Я сполз с койки и потянулся за нагромождением из стали и ремней, что не раз спасала меня от варварских стрел и копий.
- Сегодня идем налегке, - загорланил сержант на весь трюм, - Слышите мясо? Наше корыто к берегу не подойдет, так что придется вам намочить свои сахарные ножки.
Хуже и быть не могло. Я всегда ненавидел Дикий Архипелаг за его мелководья, приходилось вплавь добираться до берега, чтобы застать в врасплох тот скот, что называет себя его хозяевами.
Не я один посылал проклятия изменчивой фортуне, от койки к койке прокатился неодобрительный шепот. И пусть смерть в бою гарантировала перерождение для любого из нас, навеки запомнить холод стали в собственном брюхе желающих было мало. Я ни за что не вернусь в строй после перерождения. Я получу имя, найду участок земли подальше от зловонного Бургхасана и буду мирно жить, трудом зарабатывая на хлеб. А однажды тихой ночью отойду в иной мир, где мои старания и скромность будут вознаграждены, меня снова вернут к жизни и дадут клочок земли больше и плодороднее прежнего, и жизнь опят потечет чередой спокойных и счастливых дней. И так снова и снова, год за годом, век за веком.
- Быстрее, быстрее, - вопит Гомлак, носясь от койки к койки и пинками подгоняя своих подчиненных. – Думаете Отец похвалит вас за медлительность?
Я в загонщиках уже восемь лет и знаю, что на берег мы отправимся только через пару часов. И все эти бесконечные часы мы будет слушать байки сержанта, одни и те же в сотый раз. Он не различает наших лиц, да и я сам не смог бы сказать с кем из этих пары десятков бойцов уже бывал в бою. Для него мы все мясо, которое в первый раз видит меч. И он снова расскажет о своих подвигах и глядя на меня поведает историю о том, как ещё зеленый загонщик три дня тащил его на себе после бойни у Соленого берега, не подозревая, что я и есть тот самый ещё зеленый загонщик, и что на тот момент я уже три года служил под его началом. Говорят, что после первых перерождений ты помнишь только свою смерть, но чем больше раз ты вернешься, чем больше спиралей украсят твоё тело, тем лучше ты помнишь свои прошлые жизни. Если так, то эти восемь лет я не хочу помнить.

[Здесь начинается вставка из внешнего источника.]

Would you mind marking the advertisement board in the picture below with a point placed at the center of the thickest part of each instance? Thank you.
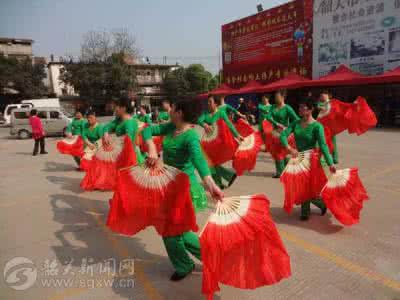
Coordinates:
(268, 45)
(363, 34)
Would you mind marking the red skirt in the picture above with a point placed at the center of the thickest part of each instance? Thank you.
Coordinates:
(360, 117)
(141, 200)
(102, 173)
(303, 179)
(73, 146)
(334, 118)
(244, 128)
(219, 146)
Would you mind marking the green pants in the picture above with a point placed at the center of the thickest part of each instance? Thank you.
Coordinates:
(219, 173)
(178, 248)
(335, 154)
(280, 166)
(306, 206)
(77, 159)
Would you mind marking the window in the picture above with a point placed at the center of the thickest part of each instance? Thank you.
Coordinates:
(42, 114)
(54, 115)
(10, 108)
(21, 115)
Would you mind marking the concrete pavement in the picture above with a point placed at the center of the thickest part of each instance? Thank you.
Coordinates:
(46, 218)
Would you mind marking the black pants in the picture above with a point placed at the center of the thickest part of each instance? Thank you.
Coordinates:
(36, 147)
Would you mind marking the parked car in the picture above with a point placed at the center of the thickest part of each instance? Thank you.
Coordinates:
(54, 121)
(46, 102)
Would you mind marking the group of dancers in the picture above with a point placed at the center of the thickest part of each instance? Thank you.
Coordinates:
(191, 143)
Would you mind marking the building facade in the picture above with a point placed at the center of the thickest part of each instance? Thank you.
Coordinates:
(14, 47)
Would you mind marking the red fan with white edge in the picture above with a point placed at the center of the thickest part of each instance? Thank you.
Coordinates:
(303, 179)
(334, 116)
(360, 117)
(246, 155)
(158, 197)
(219, 145)
(344, 195)
(71, 146)
(244, 128)
(87, 157)
(102, 174)
(241, 247)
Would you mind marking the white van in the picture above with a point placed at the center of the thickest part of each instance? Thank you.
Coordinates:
(54, 121)
(46, 102)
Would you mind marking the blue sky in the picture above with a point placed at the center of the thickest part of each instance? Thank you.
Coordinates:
(175, 28)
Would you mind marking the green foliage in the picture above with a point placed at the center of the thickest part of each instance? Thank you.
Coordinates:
(100, 80)
(22, 76)
(191, 81)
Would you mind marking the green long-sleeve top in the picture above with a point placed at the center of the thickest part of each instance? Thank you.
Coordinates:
(284, 115)
(121, 127)
(307, 138)
(210, 119)
(228, 109)
(92, 134)
(76, 126)
(163, 116)
(145, 118)
(182, 151)
(263, 111)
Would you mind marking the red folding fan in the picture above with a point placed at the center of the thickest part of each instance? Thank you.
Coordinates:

Я перекинул через грудь моток веревки, потуже затянул ремни, державшие ножны за моей спиной, и уселся обратно на койку. Море было спокойным и качки почти не чувствовалось, а вечерний морской воздух, пробиваясь в душный трюм, приятно освежал мой голый торс. Под подушкой меня, как всегда, дожидался незаконченный деревянный зверек. С минуту поразмыслив, я выудил из своего наивного тайника горсть деревянных обрубков с едва уловимыми чертами медведей, орлов или волков, и повертел их в руке. Последние удавались мне лучше всего, поэтому я как ни в чем не бывало склонился над ещё не тронутой деревяшкой и грубыми штрихами наметил очертания будущего хищника. Эта странная привычка была у меня сколько я себя помню. Поначалу я просто стругал ветки, пока не стачивал их до основания, позже перешел на простенькие фигурки, а после принялся за животных, они приносили мне спокойствие и странную гордость. Едва выдавалась свободная минутка, как я принимался за работу, иногда вырезая по две или три зверька за день.

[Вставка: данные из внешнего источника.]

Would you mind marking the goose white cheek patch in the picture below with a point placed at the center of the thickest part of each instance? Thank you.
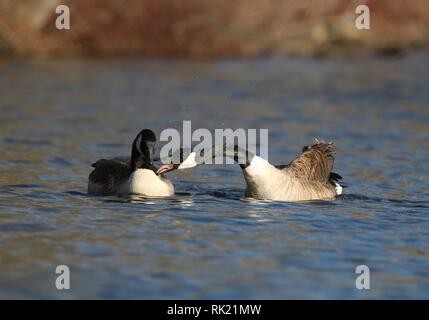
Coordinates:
(189, 162)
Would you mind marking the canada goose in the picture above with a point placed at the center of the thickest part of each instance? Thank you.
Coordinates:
(137, 175)
(308, 177)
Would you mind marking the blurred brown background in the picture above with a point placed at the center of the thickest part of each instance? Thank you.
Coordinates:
(210, 28)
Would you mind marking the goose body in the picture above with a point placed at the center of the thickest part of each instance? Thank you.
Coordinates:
(308, 177)
(134, 176)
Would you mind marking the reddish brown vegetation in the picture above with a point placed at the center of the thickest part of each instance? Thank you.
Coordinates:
(210, 28)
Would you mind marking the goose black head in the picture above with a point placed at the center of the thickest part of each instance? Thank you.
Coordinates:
(143, 150)
(207, 156)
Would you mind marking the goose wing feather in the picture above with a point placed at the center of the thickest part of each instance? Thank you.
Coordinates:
(110, 173)
(314, 163)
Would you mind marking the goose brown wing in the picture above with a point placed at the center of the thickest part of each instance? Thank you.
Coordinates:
(314, 163)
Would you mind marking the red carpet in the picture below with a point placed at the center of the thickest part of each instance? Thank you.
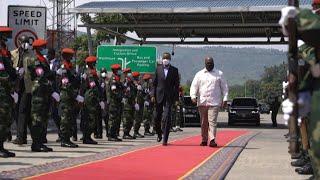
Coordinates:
(158, 162)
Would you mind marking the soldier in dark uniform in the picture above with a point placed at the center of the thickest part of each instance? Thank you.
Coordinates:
(103, 81)
(148, 106)
(138, 106)
(128, 101)
(114, 98)
(7, 94)
(42, 92)
(93, 103)
(68, 84)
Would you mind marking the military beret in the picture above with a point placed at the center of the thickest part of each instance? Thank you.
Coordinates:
(116, 67)
(127, 70)
(316, 2)
(67, 51)
(135, 74)
(91, 59)
(39, 43)
(5, 29)
(146, 76)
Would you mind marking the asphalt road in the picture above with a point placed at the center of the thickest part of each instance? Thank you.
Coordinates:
(265, 157)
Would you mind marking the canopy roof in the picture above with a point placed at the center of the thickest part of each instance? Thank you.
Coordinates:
(194, 18)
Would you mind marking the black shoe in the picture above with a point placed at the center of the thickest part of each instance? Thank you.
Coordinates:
(296, 156)
(128, 136)
(19, 142)
(74, 138)
(3, 154)
(299, 163)
(89, 141)
(47, 148)
(98, 136)
(69, 144)
(204, 143)
(147, 133)
(38, 148)
(213, 143)
(306, 170)
(116, 139)
(138, 135)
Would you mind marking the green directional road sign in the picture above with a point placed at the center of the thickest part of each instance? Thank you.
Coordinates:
(138, 58)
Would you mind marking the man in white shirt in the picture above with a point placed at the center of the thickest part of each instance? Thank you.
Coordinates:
(209, 90)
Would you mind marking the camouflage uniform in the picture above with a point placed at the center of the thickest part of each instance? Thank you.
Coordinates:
(41, 97)
(7, 76)
(128, 107)
(114, 98)
(69, 86)
(148, 108)
(140, 102)
(92, 109)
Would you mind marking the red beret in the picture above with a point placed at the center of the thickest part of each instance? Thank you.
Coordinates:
(135, 74)
(67, 51)
(146, 76)
(127, 70)
(5, 29)
(90, 59)
(116, 67)
(316, 2)
(39, 43)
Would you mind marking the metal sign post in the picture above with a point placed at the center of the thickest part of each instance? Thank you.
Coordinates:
(293, 81)
(138, 58)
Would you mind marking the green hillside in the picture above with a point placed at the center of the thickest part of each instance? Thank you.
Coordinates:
(236, 63)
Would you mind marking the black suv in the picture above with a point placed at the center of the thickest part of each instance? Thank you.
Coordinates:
(190, 112)
(244, 110)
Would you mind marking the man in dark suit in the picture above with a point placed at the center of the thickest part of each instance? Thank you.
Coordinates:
(165, 92)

Первые несколько срезов получаются кривыми, дерево не хочет слушаться, но вскоре мои движения становятся увереннее и точнее, а с губ срывается строчки старой песни.
-К заветным берегам
Несет меня волна
Где злато и туман
Туда бежит она
Там братья и друзья
Там льется эль рекой
Там ждет меня ладья
Там пир идет горой»
Убаюканное дерево становится мягким и податливым, превращаясь на моих глазах в остроухую морду лесного зверя. Я продолжаю тихо напевать где-то давно услышанную песню, пока её слова не сливаются в бессвязное бормотание. Так я и провожу следующие несколько часов.
+++
Сержант Гомлак расхаживает по палубе, залитой лунным светом. Два десятка моих братьев стоят рядом со мной, мы готовы отправится к берегу за добычей и даже поднявшийся холодный ветер и высокие волны не пугают нас.

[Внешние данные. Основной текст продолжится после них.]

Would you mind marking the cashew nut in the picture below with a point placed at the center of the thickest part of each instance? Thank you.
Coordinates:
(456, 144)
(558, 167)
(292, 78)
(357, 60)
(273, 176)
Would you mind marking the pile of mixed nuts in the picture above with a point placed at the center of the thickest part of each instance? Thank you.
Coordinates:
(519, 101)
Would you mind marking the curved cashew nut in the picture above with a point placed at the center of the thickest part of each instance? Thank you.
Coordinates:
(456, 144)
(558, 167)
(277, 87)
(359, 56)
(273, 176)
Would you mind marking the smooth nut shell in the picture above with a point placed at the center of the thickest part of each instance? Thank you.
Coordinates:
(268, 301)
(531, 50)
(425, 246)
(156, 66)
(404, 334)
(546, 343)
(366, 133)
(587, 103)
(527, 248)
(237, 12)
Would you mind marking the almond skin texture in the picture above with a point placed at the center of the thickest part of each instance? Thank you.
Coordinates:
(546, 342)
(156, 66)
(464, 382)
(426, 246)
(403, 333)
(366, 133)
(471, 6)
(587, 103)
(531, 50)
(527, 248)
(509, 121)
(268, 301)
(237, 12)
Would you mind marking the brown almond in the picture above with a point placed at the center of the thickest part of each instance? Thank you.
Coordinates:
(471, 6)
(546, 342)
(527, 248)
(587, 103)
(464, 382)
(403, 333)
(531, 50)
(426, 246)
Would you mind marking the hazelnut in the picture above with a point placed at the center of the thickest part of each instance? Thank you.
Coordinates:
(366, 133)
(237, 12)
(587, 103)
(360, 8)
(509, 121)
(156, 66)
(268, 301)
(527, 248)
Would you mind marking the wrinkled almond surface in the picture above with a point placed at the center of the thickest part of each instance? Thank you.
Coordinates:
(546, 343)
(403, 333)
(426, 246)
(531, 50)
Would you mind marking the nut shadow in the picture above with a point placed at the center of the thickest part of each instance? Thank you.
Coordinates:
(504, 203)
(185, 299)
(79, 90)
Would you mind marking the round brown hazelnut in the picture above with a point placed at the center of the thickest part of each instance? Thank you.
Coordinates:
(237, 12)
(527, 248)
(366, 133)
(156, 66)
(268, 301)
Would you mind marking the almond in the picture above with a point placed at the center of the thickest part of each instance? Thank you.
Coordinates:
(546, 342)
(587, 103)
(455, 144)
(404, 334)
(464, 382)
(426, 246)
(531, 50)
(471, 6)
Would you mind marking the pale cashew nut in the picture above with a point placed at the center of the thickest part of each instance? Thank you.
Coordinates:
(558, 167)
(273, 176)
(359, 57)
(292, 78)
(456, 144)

На мостике, возвышаясь над палубой, стоит молодой жрец, полы его белой с алыми оторочками мантии развивается на ветру, он смотрит на нас, ожидая пока стихнут перешептывания и смешки.
- На тех берегах, - произносит он тыча пальцем в темноту за нашими спинами, - живут безбожники, заблудшие души, что жаждут найти спасения в объятиях Отца. Но они ещё не понимают этого, а потому будут сопротивляться, будут отбиваться и стенать. Они видят в вас поработителей и чудовищ, но они не правы!
Он качает головой глядя себе под ноги.
-Нет, нет, - продолжает он, словно разговаривая сам с собой, - они не правы. Вы не чудовища, вы герои! Вы не поработители, вы пришли освободить их! Привести на истинный путь! Вы…
Его голос дрожит на последних словах, а остатки фраз уносит порыв ветра. Некоторые из нас начинают переминаться с ноги на ногу и стыдливо озираться по сторонам. Я вспоминаю речь старика на площади, громоподобную, теребящую сердце, сжимающую твою душу в кулак. Этому юнцу далеко до такого и он сам это знает, он читает это на наших одинаковых лицах.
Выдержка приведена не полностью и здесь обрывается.